The world began to look at Africa’s financial sector differently after ICBC, the world’s biggest bank by value, paid USD 5.5 Bnfor a 20 percent stake in Standard Bank in 2007.
The deal became like an ‘eye-opener’ for many global financial institutions who started to see Africa as a potential source of profits.
Africa’s regional lenders specifically from Morocco, Nigeria, and South Africa and Kenya have also upped their game and are expanding beyond the continent mostly through acquiring international banks.
Absa, one of Africa’s biggest banks plans to have a new office in China as it seeks to expand its corporate and investment banking unit.
The bank will also be targetting other parts of Asia and the Middle East in its expansion mission.
“Next year, we will be seeking strategic approval from our board for an on-the-ground presence in China,” Charles Russon, the division’s CEO, said in an interview recently.
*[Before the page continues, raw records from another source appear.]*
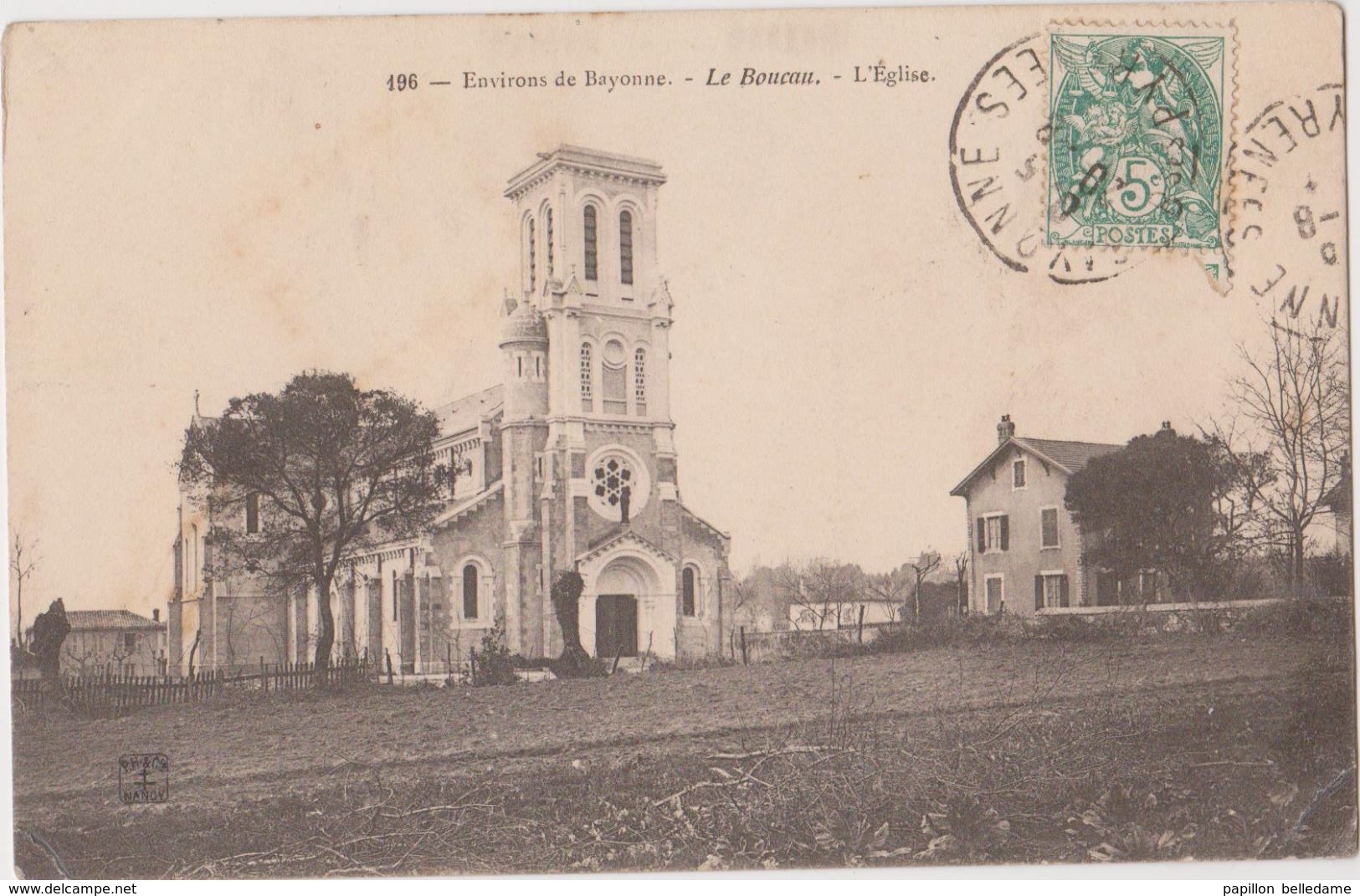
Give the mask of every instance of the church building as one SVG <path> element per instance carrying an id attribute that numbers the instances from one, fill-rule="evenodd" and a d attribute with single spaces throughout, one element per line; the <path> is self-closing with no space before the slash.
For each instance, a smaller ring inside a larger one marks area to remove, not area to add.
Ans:
<path id="1" fill-rule="evenodd" d="M 329 596 L 336 658 L 443 673 L 492 625 L 524 657 L 556 657 L 549 590 L 585 581 L 582 646 L 598 657 L 718 651 L 726 533 L 681 500 L 670 419 L 672 299 L 657 264 L 653 162 L 562 145 L 510 178 L 518 279 L 503 303 L 502 382 L 435 413 L 453 494 L 419 538 L 351 557 Z M 490 348 L 490 347 L 488 347 Z M 214 517 L 182 495 L 170 666 L 311 659 L 317 596 L 271 598 L 209 575 Z M 258 517 L 258 509 L 254 510 Z"/>

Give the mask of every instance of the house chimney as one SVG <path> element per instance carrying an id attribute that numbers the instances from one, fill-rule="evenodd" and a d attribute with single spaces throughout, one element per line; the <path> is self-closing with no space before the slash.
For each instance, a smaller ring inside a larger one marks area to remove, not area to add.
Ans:
<path id="1" fill-rule="evenodd" d="M 1016 435 L 1016 424 L 1010 423 L 1010 415 L 1002 413 L 1001 423 L 997 424 L 997 442 L 1005 445 Z"/>

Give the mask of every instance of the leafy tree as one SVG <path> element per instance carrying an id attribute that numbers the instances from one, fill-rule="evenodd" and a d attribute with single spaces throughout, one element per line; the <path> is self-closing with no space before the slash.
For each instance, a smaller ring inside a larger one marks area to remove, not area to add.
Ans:
<path id="1" fill-rule="evenodd" d="M 212 547 L 286 587 L 316 590 L 316 662 L 325 666 L 340 564 L 418 533 L 443 506 L 449 480 L 431 453 L 438 434 L 437 417 L 416 402 L 313 371 L 194 421 L 180 473 L 218 510 L 258 502 L 258 532 L 215 528 Z"/>
<path id="2" fill-rule="evenodd" d="M 1225 547 L 1216 500 L 1228 470 L 1209 442 L 1170 427 L 1093 458 L 1068 480 L 1066 507 L 1085 534 L 1085 560 L 1119 578 L 1167 574 L 1174 590 L 1212 587 Z"/>

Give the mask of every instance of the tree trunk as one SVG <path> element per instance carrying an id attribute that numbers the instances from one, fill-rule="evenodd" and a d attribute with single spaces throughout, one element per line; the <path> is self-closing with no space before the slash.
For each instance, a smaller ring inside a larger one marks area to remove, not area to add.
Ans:
<path id="1" fill-rule="evenodd" d="M 316 572 L 316 587 L 318 628 L 316 664 L 318 669 L 328 669 L 330 666 L 330 649 L 336 643 L 336 623 L 330 613 L 330 576 L 324 568 Z"/>
<path id="2" fill-rule="evenodd" d="M 1303 597 L 1303 532 L 1293 533 L 1293 544 L 1289 545 L 1289 590 L 1293 597 Z"/>

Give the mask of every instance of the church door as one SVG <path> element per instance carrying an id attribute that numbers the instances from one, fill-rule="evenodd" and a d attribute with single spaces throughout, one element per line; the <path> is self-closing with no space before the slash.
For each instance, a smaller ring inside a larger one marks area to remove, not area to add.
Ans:
<path id="1" fill-rule="evenodd" d="M 596 655 L 638 655 L 638 598 L 632 594 L 596 598 Z"/>

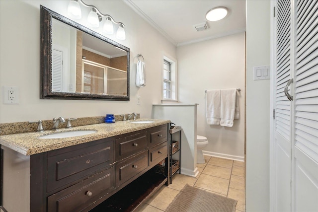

“My hunch is it will be Beijing. It’s actually one of the questions we’ve asked the strategic team to figure out.”
Despite South Africa’s challenging economic environment in South Africa, Absa Group Ltd recorded 5 percent increase in its half-year profits boosted by improved performance in the South African retail-banking business.
The financial services provider which has operations across 13 markets on the continent is aiming for multinational firms, such as Huawei, as part of an effort to boost revenue from the region.
“We spent a lot of time this year building out some of the Chinese speaking capability and delivery capability in some of our core markets – Kenya, Zambia, South Africa,” Russon said.
Apart from Absa, there are other top South African banks eyeing to grow presence in China. They include; Standard Bank, First Rand’s Rand Merchant Bank as well as Nedbank.